Неделю, оставшуюся до поездки в Москву, Андрей провел в одиночестве. Дома суетились: маменька готовилась к отъезду так, будто собирала сына в долгое и дальнее путешествие. Андрей сразу после завтрака брал книгу, скатывал трубкой дорожку-половичок и уходил до самого обеда на Талку.

Он пересекал речку по мостку возле фабрики Витовых, останавливался, прислушивался к журкотне зеленоватой неспешной воды — тянуло выкупаться, но еще прохладно — и по Афанасовскому тракту заходил в сосновый бор. Здесь, рассказывал Владимир, в 1893 году проходила первая маевка.

Сосны тихо гудели — они почему-то гудят и в полном безветрии, — смоляной запах витал над поляной. Андрей расстилал половичок, ложился, пробовал читать.

Грело солнце. Покачивалась трава, упала прошлогодняя переспелая шишка...

Последние месяцы он жил с ощущением неутихающего, тяжкого недовольства собой. Совсем по-иному он чувствовал себя два года назад, когда познакомился с Отцом, с Варенцовой, с Балашовым, с Паниным, когда выполнял поручения, когда ему казалось, что главное найдено, путь определился. Теперь же чувство неприкаянности, ненужности, подчас даже отчаяния владело им, не отпускало. Социал-демократическую организацию разгромили, почти всех арестовали, тихо-тихо в городе, будто и не было ни маевок, ни стачек, ни прокламаций, ни собраний. Об Отце ни слуху ни духу — тоже не забрали как бы...

На самом деле Афанасьев находился в глубоком подполье, переменил квартиру, затем и вовсе уехал из Шуи в дальнюю деревню. Но — пока еще исподволь, незаметно — и в Шуе, и в Кохме, и в Иваново-Вознесенске накапливались новые силы, делались попытки возродить кружки, — этого Андрей не знал, очутившись в одиночестве.

И уж разумеется, не знал, что между Лениным и Плехановым идут резкие споры, что нет единства и в редакции «Искры», что остатки прежних народнических групп объединились в партию социалистов-революционеров и принялись за свою излюбленную тактику террора, особенно опасную сейчас, когда рабочее движение в России могло бы стать массовым, а эсеры его исподволь подрывали.

Ничего этого Бубнов не знал, как не знал и того, что недовольство собою, неудовлетворенность — обычная болезнь его возраста, но счастлив тот, кто будет ею страдать до гробовой доски.
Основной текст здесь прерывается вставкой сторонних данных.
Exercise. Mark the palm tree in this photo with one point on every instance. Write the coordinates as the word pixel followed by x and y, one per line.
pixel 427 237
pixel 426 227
И много позже поэт найдет определение: высокая болезнь.

2

Отпускать Андрея одного папенька ни за что не соглашался: и заплутаться в Москве недолго, и обчистить карманники могут, и в нумерах для приезжих владельцы объегорят... Домашние видели папеньку насквозь, лучше же всех Анна Николаевна: страх Сергею Ефремовичу хотелось увидеть самолично, как в распростертые объятья примут его сынка, быть может, и сам господин директор. Андрей тоже папенькины мысли понял сразу, но спорить не стал — к чему, пускай потешится.

Едва на дебаркадер вышли в Москве — накинулись носильщики, бравые молодцы, все, как один, широколицые, усищи врастопыр, картузы с высокими тульями, парусиновые фартуки чуть ли не снежной белизны, бляхи размером в блюдце, высветлены толченым кирпичом. Окружили Сергея Ефремовича, и, как знать, может, и не устоял бы он против богатырского натиска, не допусти носильщики промашку: все будто по уговору величали «вашим степенством», а того Бубнов никак вынести не мог, почитая себя за лицо государственное, не купчишку.

Папенькины переживания Андрей понял и — ростом высок, родителя на полголовы обогнал — поднял багаж. Бубновы отринули злодейские покушения носильщиков.

На площади тотчас охватили кольцом торговые люди, продавали бог весть что: и папиросы, и газеты, и сбитень, и грешневики, и прочие уличные лакомства; и еще издали кричали бабы про горячие пироги с грибами, с ливером, с капусткой. Нахальный оборванец чуть не в руки совал «американского черта», опущенного в широкую пробирку: нажми резиновую перепонку — «черт» нырнет, отпусти — всплывет. Верещали свистульки.